Seline Baumgartner (b. 1980, Zürich) lives and works in Brooklyn and Zürich
Time to Lose, 2015/2016. 2 channel HD Video, color, sound, 43’25’’
Seline Baumgartner’s works often depict individuality through body movements. In her video installation Time To Lose, steps of dancers are transformed into different ones by other dancers. The choreographies are created after daily life personal narratives that are told while one can observe the dancers with Jerusalem as the backdrop. As in the telephone game, the dancers stays in a row and try to understand and transmit the meanings from each other. Nonetheless by means of translations and interpretations details are lost and displaced into distinctive body movements. The form of a group emerges through the collective transmission and communication act, but still one can witnesses the forms of individuals within the process of a transformation. One can wonder: how cultural identities are shaped in a complex contemporary society?

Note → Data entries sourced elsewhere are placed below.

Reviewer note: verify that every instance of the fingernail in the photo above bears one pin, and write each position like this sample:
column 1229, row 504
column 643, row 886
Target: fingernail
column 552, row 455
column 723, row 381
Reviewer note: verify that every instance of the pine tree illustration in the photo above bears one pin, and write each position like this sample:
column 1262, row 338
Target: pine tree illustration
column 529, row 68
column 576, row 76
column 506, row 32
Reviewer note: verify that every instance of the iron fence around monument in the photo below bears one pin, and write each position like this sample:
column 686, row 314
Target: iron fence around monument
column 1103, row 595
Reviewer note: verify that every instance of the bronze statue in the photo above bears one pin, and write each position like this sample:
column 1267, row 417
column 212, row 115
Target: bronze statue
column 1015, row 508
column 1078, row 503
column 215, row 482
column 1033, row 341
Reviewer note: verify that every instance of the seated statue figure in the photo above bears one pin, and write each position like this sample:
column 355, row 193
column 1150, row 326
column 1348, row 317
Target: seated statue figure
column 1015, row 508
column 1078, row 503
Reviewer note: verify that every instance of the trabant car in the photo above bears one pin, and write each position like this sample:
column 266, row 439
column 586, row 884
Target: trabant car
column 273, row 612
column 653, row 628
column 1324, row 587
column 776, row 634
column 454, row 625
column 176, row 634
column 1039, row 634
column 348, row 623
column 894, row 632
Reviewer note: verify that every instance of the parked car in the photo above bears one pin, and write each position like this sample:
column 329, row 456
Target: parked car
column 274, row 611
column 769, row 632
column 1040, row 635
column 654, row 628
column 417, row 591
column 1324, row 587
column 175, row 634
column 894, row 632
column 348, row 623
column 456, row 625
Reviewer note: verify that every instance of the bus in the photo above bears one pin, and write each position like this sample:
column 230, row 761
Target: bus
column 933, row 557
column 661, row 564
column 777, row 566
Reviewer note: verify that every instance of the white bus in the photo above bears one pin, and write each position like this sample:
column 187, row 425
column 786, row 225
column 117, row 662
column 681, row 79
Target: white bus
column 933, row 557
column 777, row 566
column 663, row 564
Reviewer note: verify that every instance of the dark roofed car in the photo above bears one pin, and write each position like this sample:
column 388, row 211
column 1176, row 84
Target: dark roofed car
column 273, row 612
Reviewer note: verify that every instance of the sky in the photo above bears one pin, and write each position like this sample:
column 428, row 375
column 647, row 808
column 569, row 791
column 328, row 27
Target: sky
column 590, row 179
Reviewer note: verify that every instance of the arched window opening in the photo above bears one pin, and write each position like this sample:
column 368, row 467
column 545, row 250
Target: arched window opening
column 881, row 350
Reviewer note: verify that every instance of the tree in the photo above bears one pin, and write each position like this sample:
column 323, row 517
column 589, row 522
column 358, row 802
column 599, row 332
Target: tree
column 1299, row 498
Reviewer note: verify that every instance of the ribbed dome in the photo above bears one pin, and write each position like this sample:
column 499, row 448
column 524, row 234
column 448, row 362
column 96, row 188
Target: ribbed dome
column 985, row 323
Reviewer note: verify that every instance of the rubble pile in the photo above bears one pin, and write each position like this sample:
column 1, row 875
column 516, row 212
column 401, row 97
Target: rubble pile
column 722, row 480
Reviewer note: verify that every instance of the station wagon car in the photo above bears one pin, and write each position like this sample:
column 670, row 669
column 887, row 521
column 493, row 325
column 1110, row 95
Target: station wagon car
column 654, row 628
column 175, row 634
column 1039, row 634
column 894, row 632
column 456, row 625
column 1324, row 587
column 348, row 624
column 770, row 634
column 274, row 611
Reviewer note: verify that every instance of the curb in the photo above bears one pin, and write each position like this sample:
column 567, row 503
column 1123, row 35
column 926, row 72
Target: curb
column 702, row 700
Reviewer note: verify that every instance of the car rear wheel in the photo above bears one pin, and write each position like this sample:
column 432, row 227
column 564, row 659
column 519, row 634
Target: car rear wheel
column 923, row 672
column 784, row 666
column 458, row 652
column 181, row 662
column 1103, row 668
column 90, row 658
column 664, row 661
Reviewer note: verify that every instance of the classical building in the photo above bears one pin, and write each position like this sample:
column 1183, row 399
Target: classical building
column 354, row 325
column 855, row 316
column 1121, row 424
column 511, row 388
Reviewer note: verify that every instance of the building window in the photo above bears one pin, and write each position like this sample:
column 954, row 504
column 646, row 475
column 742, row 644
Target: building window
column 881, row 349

TIME TO LOSE was originally created at the international residency program of the Art Cube Artists’ studios, Jerusalem, Curator: Maayan Sheleff
Flavio Cury (b. 1973, Sao Paulo) lives and works in Zürich and Münich
Radiance, 2017. Wax, metal plate and heating system
Disciplines, 2017. Wax on paper
Inspired by language, from literature to poetry, text has a strong presence in Flavio Cury’s work. The sculpture presented is formed by two blocks of a semi-transparent wax: a white squared base and a dark blue column on top of the first and placed on a heating system that slowly makes them melt down onto the floor. Its title Radiance refers to what happens when an object emits light and heat into another one. As an attempt to translate the meanings of this world, the waxes’ colors start a dialogue between them in unpredictable encounters while becoming and transforming into (and with) each other. Like a blue ink of a pen that overflows a white blank sheet of paper, the process of its formation and contaminations implies the impermanence and the nature of meanings which will be never the same, like the water that flows in the river.